Breakfast in Hawai`i is more interesting than the resorts let on. The hotel buffet pushes pancakes, eggs benedict, and tropical fruit. The actual local breakfast looks nothing like that. Walk into any Honolulu diner at 7am and the regulars are eating saimin, loco moco, rice porridge, sweet bread French toast, malasadas, and Portuguese sausage. The breakfast canon here is unrelated to the mainland tradition.
Here's the working field guide to a local breakfast.
Category 1: Plate-Lunch Breakfast
Many plate-lunch joints serve breakfast menus from 5am-11am. Locals treat plate-lunch breakfast as the standard rather than the exception.
The Standard Order
- Two eggs (any style — usually over easy or scrambled)
- Portuguese sausage (sliced thin, pan-fried) OR Spam (fried) OR bacon
- Two scoops white rice (not toast, not hash browns)
- Sometimes a slice of fried egg-bread or pancake on the side
Where to eat it: Rainbow Drive-In, Liliha Bakery (sit-down counter), Diamond Head Market & Grill. The price ceiling is $13-15. The portion will keep you full until 2pm.
Category 2: Bakery Breakfast
Locals stop at a bakery on the way to work. The standard: black coffee + malasada or sweet bread or Coco Puff. No breakfast plates needed.
- Leonard's Bakery — Kapahulu: plain malasada or dobash + coffee. $4 total.
- Liliha Bakery — Liliha or Waikiki: Coco Puff + drip coffee. $6 total.
- Komoda Store and Bakery — Makawao, Maui: stick donut + coffee. $4 total.
Category 3: 7-Eleven Breakfast (Locals Actually Do This)
Two spam musubi + bottled water + black coffee from any Honolulu 7-Eleven. $7 total. Eaten in the car, on the bus, or on the beach. Surprisingly satisfying, surprisingly local. Locals do this without irony.
Category 4: The Diner Breakfast
Loco Moco For Breakfast
Yes, it's breakfast food. Two scoops rice + patty + egg + gravy at 8am is a Hawai`i tradition.
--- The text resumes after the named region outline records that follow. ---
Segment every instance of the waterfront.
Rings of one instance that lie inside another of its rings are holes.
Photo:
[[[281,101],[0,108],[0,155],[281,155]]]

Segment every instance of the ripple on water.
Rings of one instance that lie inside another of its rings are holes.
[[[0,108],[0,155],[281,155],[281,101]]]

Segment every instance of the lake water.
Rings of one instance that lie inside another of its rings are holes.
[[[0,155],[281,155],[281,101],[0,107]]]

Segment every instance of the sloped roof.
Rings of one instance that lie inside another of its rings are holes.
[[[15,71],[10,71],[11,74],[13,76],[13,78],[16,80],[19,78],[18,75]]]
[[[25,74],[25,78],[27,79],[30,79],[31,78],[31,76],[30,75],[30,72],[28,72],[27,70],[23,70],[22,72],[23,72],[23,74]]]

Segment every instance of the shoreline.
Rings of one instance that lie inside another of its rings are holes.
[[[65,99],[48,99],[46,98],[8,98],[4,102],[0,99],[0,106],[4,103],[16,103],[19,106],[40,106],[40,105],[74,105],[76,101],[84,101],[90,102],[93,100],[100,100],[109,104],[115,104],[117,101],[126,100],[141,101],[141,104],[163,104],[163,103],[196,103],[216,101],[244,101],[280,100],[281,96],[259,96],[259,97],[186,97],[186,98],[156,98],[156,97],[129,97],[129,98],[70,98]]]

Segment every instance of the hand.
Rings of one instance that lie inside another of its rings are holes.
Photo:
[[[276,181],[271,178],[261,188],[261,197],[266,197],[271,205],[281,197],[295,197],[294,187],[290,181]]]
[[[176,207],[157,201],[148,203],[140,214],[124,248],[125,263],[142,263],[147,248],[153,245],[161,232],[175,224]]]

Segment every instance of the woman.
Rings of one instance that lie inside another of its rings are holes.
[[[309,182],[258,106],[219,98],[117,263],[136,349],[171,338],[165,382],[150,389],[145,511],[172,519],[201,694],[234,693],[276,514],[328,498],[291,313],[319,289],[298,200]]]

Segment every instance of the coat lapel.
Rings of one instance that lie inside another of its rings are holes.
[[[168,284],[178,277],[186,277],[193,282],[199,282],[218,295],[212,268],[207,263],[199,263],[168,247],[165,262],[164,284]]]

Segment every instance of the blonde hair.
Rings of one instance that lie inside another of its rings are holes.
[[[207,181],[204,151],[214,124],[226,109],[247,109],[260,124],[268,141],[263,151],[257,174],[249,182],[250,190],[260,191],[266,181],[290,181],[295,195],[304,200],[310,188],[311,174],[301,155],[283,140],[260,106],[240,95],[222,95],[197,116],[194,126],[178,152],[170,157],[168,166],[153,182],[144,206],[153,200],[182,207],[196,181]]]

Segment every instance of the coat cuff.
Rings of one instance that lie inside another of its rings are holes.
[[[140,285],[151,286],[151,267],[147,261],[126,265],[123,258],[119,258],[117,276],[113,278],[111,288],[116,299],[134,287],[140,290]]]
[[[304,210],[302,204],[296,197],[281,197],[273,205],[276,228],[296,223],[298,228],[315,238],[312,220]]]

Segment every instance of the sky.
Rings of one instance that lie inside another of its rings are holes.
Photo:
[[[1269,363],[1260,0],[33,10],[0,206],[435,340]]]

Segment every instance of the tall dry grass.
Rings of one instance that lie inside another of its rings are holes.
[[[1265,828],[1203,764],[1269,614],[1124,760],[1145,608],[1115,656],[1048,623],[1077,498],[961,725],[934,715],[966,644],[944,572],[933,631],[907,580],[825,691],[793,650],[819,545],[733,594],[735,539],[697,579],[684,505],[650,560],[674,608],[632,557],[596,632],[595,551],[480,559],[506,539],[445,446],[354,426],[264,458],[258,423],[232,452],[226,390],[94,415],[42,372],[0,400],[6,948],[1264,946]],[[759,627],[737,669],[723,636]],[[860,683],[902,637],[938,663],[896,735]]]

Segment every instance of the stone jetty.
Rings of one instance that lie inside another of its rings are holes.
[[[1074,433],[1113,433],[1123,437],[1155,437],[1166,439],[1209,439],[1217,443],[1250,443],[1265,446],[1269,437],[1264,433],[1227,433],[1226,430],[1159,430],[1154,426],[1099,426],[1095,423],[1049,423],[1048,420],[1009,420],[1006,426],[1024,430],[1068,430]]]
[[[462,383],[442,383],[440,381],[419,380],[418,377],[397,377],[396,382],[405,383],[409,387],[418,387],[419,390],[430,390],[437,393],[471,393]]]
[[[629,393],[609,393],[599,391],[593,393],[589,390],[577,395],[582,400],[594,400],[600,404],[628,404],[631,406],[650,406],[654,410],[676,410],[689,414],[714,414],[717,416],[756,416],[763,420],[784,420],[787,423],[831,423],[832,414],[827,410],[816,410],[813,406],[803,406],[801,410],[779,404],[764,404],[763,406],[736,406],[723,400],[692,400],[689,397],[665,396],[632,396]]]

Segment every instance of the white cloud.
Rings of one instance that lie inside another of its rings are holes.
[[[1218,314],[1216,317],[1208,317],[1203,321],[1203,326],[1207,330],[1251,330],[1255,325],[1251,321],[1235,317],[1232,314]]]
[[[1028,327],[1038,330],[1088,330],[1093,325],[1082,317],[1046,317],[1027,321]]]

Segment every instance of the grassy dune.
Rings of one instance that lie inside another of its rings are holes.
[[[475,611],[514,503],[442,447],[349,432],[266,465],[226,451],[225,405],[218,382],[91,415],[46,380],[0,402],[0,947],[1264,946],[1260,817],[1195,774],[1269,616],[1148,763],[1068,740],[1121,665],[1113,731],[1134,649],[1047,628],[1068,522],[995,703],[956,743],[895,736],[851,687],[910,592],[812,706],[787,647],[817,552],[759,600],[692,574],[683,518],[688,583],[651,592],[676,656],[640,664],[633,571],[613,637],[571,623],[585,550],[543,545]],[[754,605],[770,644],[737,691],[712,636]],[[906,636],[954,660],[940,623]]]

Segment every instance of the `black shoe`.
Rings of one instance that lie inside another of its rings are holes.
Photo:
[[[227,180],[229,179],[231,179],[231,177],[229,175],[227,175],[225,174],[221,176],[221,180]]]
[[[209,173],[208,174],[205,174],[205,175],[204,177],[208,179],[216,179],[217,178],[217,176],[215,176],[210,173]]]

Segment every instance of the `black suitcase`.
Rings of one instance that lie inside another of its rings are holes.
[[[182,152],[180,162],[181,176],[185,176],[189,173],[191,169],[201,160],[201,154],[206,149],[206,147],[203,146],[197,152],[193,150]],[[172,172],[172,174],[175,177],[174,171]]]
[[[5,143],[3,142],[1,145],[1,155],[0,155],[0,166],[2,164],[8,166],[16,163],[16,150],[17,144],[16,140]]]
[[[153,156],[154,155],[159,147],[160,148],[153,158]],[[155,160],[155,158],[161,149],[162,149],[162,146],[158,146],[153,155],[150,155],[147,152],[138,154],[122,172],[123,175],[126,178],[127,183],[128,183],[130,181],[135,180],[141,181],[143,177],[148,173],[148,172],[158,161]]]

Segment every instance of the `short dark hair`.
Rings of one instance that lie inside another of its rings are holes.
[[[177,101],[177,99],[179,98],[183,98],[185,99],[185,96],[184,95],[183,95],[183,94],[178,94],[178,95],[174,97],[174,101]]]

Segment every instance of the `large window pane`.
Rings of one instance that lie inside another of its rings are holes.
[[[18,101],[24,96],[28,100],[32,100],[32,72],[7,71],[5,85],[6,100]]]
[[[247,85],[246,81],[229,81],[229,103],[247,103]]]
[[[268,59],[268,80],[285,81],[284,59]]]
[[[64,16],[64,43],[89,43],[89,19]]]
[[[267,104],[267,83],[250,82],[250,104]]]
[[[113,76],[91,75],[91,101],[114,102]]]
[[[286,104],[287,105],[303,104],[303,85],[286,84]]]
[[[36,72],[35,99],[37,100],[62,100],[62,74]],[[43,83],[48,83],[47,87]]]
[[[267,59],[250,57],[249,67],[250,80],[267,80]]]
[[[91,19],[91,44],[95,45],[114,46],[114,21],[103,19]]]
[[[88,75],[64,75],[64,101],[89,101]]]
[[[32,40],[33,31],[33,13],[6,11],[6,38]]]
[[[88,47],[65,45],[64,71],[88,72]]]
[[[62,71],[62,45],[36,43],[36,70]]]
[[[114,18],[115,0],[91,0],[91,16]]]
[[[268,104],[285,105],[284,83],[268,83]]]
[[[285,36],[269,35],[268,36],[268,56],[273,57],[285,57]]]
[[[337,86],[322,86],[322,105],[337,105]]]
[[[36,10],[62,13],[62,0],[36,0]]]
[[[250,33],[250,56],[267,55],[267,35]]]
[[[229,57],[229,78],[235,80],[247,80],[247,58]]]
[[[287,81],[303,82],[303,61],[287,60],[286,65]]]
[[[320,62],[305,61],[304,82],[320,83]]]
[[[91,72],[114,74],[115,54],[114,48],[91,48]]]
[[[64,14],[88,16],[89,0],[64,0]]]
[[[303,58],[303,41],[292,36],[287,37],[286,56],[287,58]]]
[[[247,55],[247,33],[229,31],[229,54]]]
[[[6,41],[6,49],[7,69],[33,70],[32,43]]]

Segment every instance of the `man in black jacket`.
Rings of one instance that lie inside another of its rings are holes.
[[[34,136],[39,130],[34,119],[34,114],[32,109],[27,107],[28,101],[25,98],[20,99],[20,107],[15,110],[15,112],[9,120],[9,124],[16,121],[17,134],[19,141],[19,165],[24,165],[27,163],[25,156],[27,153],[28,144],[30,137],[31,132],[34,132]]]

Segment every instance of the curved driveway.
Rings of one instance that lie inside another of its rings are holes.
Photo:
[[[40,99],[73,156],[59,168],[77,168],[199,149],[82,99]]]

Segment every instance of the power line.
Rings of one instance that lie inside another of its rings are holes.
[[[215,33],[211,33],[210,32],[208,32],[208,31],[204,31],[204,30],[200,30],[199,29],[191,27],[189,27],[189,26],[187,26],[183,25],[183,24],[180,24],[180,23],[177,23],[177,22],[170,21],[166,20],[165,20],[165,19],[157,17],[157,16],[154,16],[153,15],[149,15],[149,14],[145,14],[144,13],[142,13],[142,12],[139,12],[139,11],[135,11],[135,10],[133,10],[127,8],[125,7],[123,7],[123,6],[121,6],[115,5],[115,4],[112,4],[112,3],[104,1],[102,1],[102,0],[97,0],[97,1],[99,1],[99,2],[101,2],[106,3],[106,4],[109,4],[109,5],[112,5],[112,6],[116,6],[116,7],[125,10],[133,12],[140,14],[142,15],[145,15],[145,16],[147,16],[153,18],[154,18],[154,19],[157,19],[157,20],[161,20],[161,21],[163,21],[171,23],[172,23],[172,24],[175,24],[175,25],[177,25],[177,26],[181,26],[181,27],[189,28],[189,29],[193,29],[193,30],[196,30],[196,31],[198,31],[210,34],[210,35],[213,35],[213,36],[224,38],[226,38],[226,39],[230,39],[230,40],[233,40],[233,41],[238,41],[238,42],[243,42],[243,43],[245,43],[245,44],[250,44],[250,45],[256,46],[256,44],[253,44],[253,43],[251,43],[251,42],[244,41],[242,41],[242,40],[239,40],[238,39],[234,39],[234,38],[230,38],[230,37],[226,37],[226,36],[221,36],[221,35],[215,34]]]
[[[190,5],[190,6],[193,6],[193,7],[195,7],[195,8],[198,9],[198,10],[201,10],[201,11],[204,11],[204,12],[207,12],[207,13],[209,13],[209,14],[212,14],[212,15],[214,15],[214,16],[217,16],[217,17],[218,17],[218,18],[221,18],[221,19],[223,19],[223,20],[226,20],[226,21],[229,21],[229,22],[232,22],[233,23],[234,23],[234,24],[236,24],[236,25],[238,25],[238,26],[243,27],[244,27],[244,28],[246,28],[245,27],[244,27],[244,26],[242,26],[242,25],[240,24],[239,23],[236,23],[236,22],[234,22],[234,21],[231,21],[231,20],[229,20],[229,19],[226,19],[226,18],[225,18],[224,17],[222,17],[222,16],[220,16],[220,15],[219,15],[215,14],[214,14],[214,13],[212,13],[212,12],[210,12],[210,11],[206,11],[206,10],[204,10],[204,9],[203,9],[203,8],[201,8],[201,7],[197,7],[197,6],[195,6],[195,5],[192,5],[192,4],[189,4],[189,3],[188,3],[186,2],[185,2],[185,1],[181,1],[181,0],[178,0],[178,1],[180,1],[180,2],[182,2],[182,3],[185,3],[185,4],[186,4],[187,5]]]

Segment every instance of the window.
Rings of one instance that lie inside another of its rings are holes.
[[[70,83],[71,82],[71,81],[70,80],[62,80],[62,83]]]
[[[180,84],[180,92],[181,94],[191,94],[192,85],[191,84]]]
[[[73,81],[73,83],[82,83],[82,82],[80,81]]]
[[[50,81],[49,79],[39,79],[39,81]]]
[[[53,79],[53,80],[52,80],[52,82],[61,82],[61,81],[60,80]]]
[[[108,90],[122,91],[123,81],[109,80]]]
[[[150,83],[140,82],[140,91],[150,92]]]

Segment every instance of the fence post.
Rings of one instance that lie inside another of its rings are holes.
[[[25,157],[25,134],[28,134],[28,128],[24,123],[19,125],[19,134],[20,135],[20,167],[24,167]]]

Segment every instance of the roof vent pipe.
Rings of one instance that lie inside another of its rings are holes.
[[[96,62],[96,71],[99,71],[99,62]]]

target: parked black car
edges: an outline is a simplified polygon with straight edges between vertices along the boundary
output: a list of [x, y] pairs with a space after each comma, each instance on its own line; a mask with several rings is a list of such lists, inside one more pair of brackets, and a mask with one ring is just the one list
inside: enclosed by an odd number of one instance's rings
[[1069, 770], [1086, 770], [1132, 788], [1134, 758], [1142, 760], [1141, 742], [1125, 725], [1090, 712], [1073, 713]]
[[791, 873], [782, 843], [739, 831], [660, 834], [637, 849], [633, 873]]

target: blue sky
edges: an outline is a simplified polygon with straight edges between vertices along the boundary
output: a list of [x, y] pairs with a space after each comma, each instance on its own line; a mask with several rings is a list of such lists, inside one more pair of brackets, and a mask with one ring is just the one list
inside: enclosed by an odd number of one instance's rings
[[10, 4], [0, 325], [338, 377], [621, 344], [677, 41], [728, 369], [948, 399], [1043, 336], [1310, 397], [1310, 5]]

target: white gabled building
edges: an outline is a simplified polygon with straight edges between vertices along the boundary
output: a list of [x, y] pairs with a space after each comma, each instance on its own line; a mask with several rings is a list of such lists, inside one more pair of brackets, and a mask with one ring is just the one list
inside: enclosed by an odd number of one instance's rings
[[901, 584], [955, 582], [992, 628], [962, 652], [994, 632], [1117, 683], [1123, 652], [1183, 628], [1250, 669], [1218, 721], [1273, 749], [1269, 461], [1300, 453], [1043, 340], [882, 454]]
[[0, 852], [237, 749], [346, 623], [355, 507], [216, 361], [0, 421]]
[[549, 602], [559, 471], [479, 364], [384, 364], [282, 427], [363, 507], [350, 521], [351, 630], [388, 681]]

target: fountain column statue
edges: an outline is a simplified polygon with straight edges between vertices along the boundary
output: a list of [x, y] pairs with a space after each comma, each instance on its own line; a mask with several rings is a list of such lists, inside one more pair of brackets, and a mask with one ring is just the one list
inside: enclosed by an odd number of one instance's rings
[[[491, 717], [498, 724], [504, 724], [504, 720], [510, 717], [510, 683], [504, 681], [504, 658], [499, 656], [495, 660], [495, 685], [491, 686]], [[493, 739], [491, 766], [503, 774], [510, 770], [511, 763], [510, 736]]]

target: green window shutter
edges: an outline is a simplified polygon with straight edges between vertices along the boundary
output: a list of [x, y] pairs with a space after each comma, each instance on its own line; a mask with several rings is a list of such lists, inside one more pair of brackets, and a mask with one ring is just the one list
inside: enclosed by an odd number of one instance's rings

Rainbow Drive-In, Hukilau Cafe, Cafe 100 (Hilo) all serve loco moco breakfast. The first time you do this, you'll think you've eaten too much. By the third time, you'll wonder why mainland breakfasts exist.
Saimin For Breakfast
A small bowl of saimin (Hawai`i noodle soup) at 7am, served with hot mustard and a slice of kamaboko. This is a deeply local move. Hamura Saimin (Kaua`i), Tamashiro Market, and most plate-lunch joints that have saimin on the menu will serve it for breakfast.
Category 5: The Filipino Breakfast
Coffee + pan de sal (Filipino bread) + Spam or longanisa sausage. The Filipino-Hawaiian breakfast is widespread on O`ahu and rarely shows up in tourist-facing food writing. Hawaiian Style Cafe (Waimea, Big Island) does an excellent version with kalbi as the protein.
What To Avoid
- Hotel buffet — $40 for what should be $10
- Açai bowls — fine, but not local, and the local fruit content is exaggerated
- Avocado toast — Hawai`i doesn't grow much avocado; most is shipped from California
- Anything 'island-inspired' — that's mainland chain language
- Pancakes-as-main — fine as a side, weird as the headline
Strategy For A 5-Day Trip
- Day 1: Spam musubi from 7-Eleven before Diamond Head hike
- Day 2: Liliha Bakery — Coco Puff + coffee
- Day 3: Rainbow Drive-In — full Portuguese sausage breakfast plate
- Day 4: Mitsu-Ken Okazu-Ya — garlic chicken + rice at 6am
- Day 5: Leonard's Bakery — two malasadas, eaten while walking
Total food cost across 5 breakfasts: ~$40. Total restaurant variety: deeper than any single hotel buffet. Total local credibility: significantly higher.